In a piece for reason.com, Ms. Skenazy highlights an octet of examples in 2019 in which “authority figures went to crazy lengths to deprive kids of autonomy in the name of nebulous safety concerns.” Here are the dumbest of the bunch.
■ Before kids could participate in an Easter egg hunt at Cal-Berkeley, their parents had to sign a waiver accepting the possibility that those searching for the colored objects could potentially suffer “catastrophic injuries including paralysis or death.” The event, we can thankfully report, went off without the loss of a single child.
■ The Seattle-area mother of a 9-year-old girl who wanted to earn extra money helping neighbors with chores got a visit from the police after she posted a note online advertising “mother’s helper available.” The woman told Ms. Skenazy that neighbors apparently called the authorities thinking she was “using my child as a slave.” The sheriff explained to the mother that he was forced to stop by for a welfare check after receiving the complaints.
■ A Kentucky woman became an outlaw when she left her six kids in the car for 10 minutes while running into a cafe to get them muffins. An agent from child protective services and a police officer later showed up at her doorstep and, without parental permission, conducted strip searches of the kids to look for abuse. The case was eventually closed as “unfounded,” The Washington Post reports, but the family has filed a lawsuit.

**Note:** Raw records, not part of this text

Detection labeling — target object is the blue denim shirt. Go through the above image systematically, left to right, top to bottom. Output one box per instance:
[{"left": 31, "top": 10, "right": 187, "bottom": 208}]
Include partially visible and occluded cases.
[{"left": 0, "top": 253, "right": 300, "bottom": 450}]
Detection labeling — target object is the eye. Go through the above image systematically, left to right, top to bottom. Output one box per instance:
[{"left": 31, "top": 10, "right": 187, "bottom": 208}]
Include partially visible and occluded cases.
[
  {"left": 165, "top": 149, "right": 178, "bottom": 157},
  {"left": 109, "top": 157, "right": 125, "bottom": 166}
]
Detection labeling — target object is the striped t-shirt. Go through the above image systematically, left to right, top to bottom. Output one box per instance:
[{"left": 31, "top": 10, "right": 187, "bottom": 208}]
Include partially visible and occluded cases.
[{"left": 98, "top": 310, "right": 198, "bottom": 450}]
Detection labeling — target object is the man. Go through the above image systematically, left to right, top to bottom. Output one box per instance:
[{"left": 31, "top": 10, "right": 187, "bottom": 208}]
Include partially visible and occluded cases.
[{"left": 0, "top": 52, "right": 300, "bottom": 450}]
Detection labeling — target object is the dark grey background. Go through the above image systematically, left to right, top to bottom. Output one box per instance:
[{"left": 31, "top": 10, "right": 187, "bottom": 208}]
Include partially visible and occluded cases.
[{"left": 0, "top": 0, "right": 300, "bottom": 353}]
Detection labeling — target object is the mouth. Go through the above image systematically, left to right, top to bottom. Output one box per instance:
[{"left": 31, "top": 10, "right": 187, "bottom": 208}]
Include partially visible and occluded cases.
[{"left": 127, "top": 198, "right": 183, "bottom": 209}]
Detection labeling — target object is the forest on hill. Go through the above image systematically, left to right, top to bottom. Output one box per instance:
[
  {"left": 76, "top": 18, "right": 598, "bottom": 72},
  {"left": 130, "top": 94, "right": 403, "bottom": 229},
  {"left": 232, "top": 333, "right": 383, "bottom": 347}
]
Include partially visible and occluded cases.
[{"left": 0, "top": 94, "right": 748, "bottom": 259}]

■The mayor of Baltimore, falling for an old urban myth that plays into today’s ubiquitous fears about child kidnappings, took to the airwaves with a dire warning. “We’re getting reports of somebody in a white van trying to snatch up young girls for human trafficking and for selling body parts,” he told a local TV station. The hysteria apparently started when a local woman posted on Facebook that two men in a white van wouldn’t stop staring at her when she was at a gas station.
A few years back, Ms. Skenazy’s Free Range Parent movement helped pass a Utah law that minimizes the chances those who allow their children to play unsupervised or engage in some other independence-building endeavor will be charged with neglect. Other states are considering similar legislation. Nevada lawmakers should follow suit.